Note that although a description is omitted from FIG. 1, the information processing device 100 may determine speech intention information by using not only a region-based model but also a speech determination model (hereinafter referred to as a “common model”) that does not rely on region information. For example, the information processing device 100 may perform a determination based on a plurality of models such as the region-based model and the common model, and may determine intention information for speech constituting a processing object on the basis of the results outputted by the plurality of models.
Note that the speech determination model according to the present disclosure may also be referred to as an algorithm for determining attribute information of speech constituting a processing object (in the first embodiment, information indicating an intention such as the caller having a fraudulent intention). That is, the information processing device 100 executes processing to construct this algorithm as processing to generate a speech determination model. The construction of an algorithm is executed by means of a machine learning method, for example. This feature will be described using FIG. 2. FIG. 2 is a diagram to illustrate an overview of a method for constructing an algorithm according to the present disclosure.
The information processing device 100 according to the present disclosure automatically constructs an analysis algorithm that enables attribute information to be estimated which represents characteristics of optional character strings (for example, character strings in which units of speech are recognized). According to this algorithm, as illustrated in FIG. 2, in the case of a character string such as “This is . . . from the tax office. I'm calling about your medical expenses refund”. being inputted, the likelihood of the attribute of this speech being fraudulent or non-fraudulent can be outputted. That is, the information processing device 100 is included in the construction of an analysis algorithm for obtaining the output illustrated in FIG. 2.

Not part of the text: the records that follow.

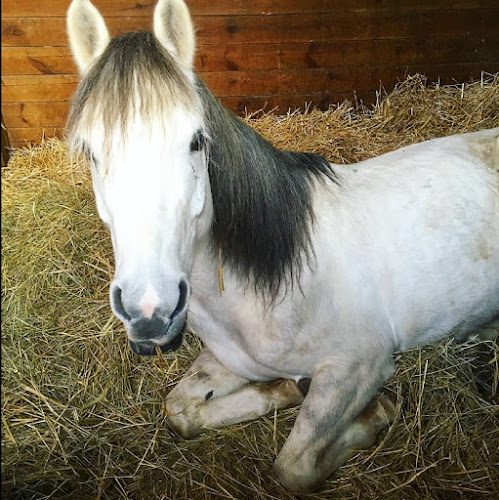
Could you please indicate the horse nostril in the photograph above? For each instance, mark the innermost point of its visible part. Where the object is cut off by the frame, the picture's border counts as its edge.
(118, 304)
(183, 298)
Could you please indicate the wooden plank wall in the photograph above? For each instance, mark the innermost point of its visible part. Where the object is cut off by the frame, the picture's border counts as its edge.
(258, 54)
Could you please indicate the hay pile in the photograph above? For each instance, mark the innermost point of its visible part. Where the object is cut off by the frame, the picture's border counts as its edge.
(82, 418)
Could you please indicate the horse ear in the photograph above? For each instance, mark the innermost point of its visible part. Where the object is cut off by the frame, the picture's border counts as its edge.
(173, 28)
(87, 32)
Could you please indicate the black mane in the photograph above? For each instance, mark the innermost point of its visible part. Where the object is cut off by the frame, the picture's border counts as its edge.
(262, 200)
(261, 195)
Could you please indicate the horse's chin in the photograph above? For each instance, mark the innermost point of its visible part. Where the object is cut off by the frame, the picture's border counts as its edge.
(149, 349)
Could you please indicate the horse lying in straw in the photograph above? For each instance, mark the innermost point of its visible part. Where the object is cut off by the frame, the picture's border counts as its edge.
(327, 269)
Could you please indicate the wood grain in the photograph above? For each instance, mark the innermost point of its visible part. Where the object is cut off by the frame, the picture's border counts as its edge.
(269, 56)
(33, 32)
(118, 8)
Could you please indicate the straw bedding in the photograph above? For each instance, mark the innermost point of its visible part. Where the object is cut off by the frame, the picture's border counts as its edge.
(83, 418)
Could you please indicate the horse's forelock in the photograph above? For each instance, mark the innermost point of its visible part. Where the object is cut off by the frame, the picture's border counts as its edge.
(135, 76)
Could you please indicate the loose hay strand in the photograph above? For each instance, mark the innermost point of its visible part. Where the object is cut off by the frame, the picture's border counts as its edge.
(83, 418)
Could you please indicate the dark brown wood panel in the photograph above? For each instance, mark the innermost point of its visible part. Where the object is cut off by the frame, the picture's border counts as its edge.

Note that, although FIG. 2 cites an example in which an input character string is speech, the technology of the present disclosure is applicable even when the input is a character string such as an email character string. Furthermore, attribute information is not limited to fraud, rather, various attribute information can be applied according to the construction of the algorithm (learning processing). For example, the technology of the present disclosure can be widely used in processing to handle spam email or in the construction of an algorithm for automatically classifying email content. That is, the technology of the present disclosure can be applied to the construction of various algorithms in which optional character strings are to be included.
The speech determination model algorithm according to the present disclosure is illustrated by means of the configuration as per FIG. 3, for example. FIG. 3 is a diagram to illustrate an overview of determination processing according to the present disclosure. As illustrated in FIG. 3, when the character string X is input, the speech determination model algorithm inputs the character string X to a quantification function VEC and subjects the characteristic amount of the character string to quantification (converts same to a numerical value). Furthermore, the speech determination model algorithm inputs the quantified value x to an estimation function f and calculates the attribute information y. The quantification function VEC and the estimation function f correspond to the speech determination model according to the present disclosure and are pre-generated prior to the determination processing of the speech constituting the processing object. That is, the method for generating the set of the quantification function VEC and the estimation function f which enable the attribute information y to be outputted corresponds to the algorithm construction method according to the present disclosure. The foregoing processing for generating the speech determination model and the configuration of the information processing device 100 that executes the speech determination processing using the speech determination model will be described in detail hereinbelow.
[1-2. Configuration of Information Processing Device According to First Embodiment]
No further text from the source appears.